July 2 - New Moon The Moon will located on the same side of the Earth as the Sun and will not be visible in the night sky. This phase occurs at 19:16 UTC. This is the best time of the month to observe faint objects such as galaxies and star clusters because there is no moonlight to interfere. July 2 - Total Solar Eclipse. A total solar eclipse occurs when the moon completely blocks the Sun, revealing the Sun's beautiful outer atmosphere known as the corona. The path of totality will only be visible in parts of the southern pacific Ocean, central Chile, and central Argentina. A partial eclipse will be visible in most parts of the southern Pacific Ocean and western South America. (NASA Map and Eclipse Information) (NASA Interactive Google Map)
July 9 - Saturn at Opposition The ringed planet will be at its closest approach to Earth and its face will be fully illuminated by the Sun. It will be brighter than any other time of the year and will be visible all night long. This is the best time to view and photograph Saturn and its moons. A medium-sized or larger telescope will allow you to see Saturn's rings and a few of its brightest moons.
July 16 - Full Moon The Moon will be located on the opposite side of the Earth as the Sun and its face will be will be fully illuminated.

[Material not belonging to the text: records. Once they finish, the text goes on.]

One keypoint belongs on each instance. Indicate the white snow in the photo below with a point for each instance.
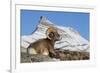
(71, 39)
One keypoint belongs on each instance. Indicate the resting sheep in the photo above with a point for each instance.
(45, 46)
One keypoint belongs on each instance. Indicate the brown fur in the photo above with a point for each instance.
(45, 46)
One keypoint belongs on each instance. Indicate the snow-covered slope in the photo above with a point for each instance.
(71, 39)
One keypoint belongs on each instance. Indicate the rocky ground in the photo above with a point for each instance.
(62, 55)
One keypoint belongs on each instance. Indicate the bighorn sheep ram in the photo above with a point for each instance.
(45, 46)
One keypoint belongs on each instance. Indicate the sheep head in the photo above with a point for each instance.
(52, 34)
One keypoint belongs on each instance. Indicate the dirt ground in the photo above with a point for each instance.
(62, 55)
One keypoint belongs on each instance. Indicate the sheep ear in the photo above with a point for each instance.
(50, 35)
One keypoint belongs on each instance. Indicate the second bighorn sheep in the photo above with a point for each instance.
(45, 46)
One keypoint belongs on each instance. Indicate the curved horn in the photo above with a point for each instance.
(49, 30)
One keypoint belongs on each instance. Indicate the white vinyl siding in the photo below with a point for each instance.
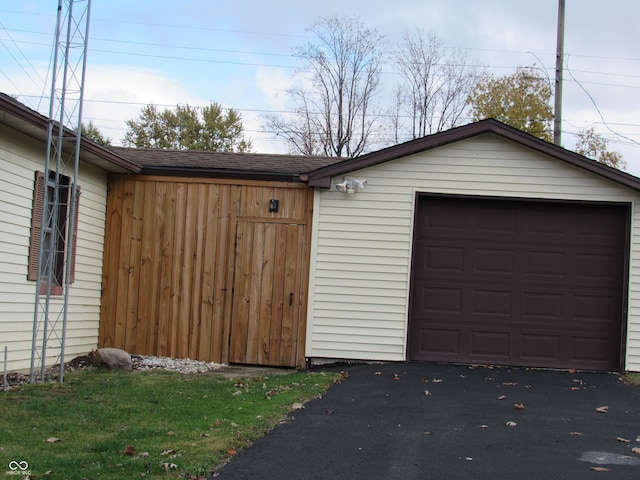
(361, 246)
(20, 157)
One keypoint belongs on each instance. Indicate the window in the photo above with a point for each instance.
(55, 236)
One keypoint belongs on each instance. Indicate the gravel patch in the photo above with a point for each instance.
(139, 362)
(181, 365)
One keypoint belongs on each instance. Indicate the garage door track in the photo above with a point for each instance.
(423, 420)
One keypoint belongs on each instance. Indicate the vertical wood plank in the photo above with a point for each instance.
(133, 290)
(305, 265)
(209, 294)
(222, 284)
(266, 295)
(256, 252)
(196, 298)
(234, 204)
(168, 191)
(275, 339)
(122, 286)
(106, 337)
(241, 293)
(177, 276)
(292, 291)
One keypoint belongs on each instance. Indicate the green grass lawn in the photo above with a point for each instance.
(101, 424)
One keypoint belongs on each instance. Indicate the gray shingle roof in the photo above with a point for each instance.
(203, 163)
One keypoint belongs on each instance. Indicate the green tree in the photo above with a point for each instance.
(187, 128)
(91, 132)
(593, 145)
(522, 100)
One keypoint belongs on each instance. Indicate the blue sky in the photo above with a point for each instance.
(238, 53)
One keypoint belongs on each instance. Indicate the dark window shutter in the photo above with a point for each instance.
(36, 224)
(74, 235)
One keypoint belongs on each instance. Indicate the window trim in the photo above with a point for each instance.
(36, 224)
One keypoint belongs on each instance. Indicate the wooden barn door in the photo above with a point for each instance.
(265, 317)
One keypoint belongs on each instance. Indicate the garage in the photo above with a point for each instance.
(518, 282)
(476, 245)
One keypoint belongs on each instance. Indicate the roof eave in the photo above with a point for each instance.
(321, 177)
(221, 173)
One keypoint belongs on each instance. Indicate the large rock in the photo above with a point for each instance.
(112, 358)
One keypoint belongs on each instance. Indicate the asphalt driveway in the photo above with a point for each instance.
(432, 421)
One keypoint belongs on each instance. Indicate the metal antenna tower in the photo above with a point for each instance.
(60, 190)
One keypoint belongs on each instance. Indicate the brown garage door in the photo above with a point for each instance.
(518, 283)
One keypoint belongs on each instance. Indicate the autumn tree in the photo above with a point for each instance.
(92, 132)
(333, 102)
(593, 145)
(435, 84)
(522, 100)
(188, 128)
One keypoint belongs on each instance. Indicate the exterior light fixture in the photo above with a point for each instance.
(351, 185)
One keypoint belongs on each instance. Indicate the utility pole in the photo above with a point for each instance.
(61, 159)
(557, 113)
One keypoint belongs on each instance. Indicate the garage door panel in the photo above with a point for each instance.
(495, 260)
(518, 283)
(550, 263)
(492, 302)
(447, 258)
(491, 345)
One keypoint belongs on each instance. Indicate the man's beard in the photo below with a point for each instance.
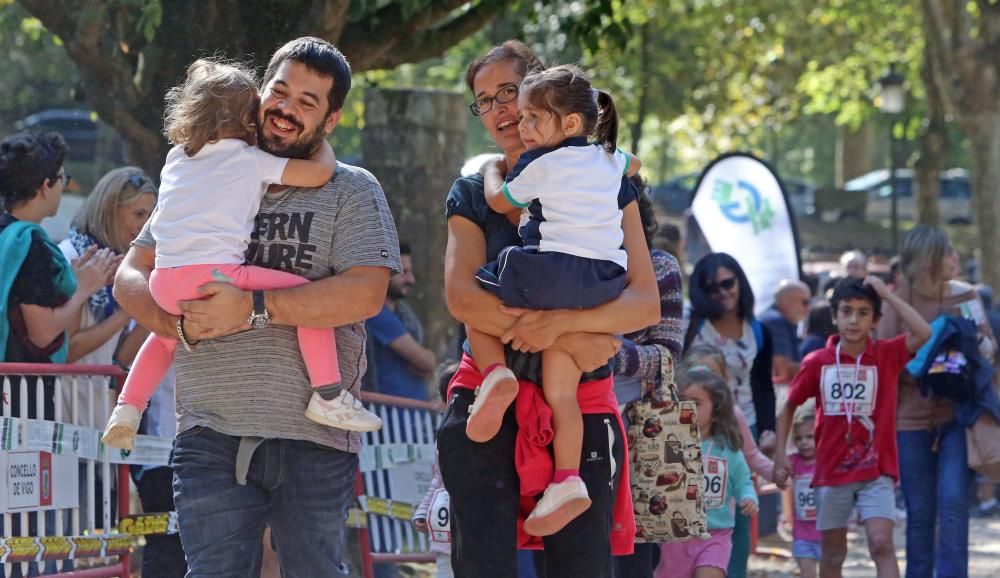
(301, 148)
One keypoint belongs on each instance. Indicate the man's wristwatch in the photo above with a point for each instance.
(180, 334)
(259, 317)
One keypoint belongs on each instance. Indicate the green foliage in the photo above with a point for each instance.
(37, 72)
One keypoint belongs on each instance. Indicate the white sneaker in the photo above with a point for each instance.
(493, 397)
(122, 427)
(560, 504)
(344, 412)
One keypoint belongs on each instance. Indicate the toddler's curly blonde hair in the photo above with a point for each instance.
(217, 100)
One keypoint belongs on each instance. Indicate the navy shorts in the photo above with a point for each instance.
(533, 280)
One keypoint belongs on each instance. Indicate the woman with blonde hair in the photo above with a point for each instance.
(111, 217)
(932, 453)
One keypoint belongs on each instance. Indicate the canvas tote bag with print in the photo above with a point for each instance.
(664, 448)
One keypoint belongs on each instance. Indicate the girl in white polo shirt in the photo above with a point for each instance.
(571, 192)
(211, 188)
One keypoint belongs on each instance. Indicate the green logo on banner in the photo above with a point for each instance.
(741, 203)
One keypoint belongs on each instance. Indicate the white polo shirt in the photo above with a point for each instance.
(207, 204)
(571, 195)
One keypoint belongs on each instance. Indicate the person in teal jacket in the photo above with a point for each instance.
(726, 482)
(40, 292)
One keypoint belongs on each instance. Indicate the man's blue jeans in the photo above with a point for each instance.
(301, 489)
(935, 484)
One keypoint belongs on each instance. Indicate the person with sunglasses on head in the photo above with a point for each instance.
(791, 306)
(722, 306)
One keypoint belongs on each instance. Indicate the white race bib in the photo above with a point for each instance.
(849, 391)
(805, 499)
(439, 517)
(715, 479)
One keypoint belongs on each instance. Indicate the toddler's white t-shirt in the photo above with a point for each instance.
(207, 203)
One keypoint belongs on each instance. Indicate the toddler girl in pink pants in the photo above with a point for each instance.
(211, 188)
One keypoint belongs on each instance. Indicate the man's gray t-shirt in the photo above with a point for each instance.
(255, 383)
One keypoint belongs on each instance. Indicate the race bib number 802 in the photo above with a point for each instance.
(849, 391)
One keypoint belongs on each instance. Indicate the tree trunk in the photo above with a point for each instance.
(853, 153)
(983, 132)
(414, 143)
(933, 145)
(125, 75)
(643, 105)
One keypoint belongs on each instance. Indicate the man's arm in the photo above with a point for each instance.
(419, 358)
(350, 297)
(131, 291)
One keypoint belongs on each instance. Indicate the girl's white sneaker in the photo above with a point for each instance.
(122, 427)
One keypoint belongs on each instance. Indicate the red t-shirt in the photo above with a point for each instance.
(864, 396)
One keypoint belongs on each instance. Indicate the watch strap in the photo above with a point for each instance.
(180, 335)
(258, 302)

This phase occurs at 21:38 UTC. This full moon was known by early Native American tribes as the Full Buck Moon because the male buck deer would begin to grow their new antlers at this time of year. This moon has also been known as the Full Thunder Moon and the Full Hay Moon. July 16 - Partial Lunar Eclipse. A partial lunar eclipse occurs when the Moon passes through the Earth's partial shadow, or penumbra, and only a portion of it passes through the darkest shadow, or umbra. During this type of eclipse a part of the Moon will darken as it moves through the Earth's shadow. The eclipse will be visible throughout most of Europe, Africa, central Asia, and the Indian Ocean. (NASA Map and Eclipse Information)
July 28, 29 - Delta Aquarids Meteor Shower The Delta Aquarids is an average shower that can produce up to 20 meteors per hour at its peak. It is produced by debris left behind by comets Marsden and Kracht. The shower runs annually from July 12 to August 23. It peaks this year on the night of July 28 and morning of July 29. The waning crescent moon will not be too much of a problem this year. The skies should be dark enough for what could be a good show. Best viewing will be from a dark location after midnight. Meteors will radiate from the constellation Aquarius, but can appear anywhere in the sky.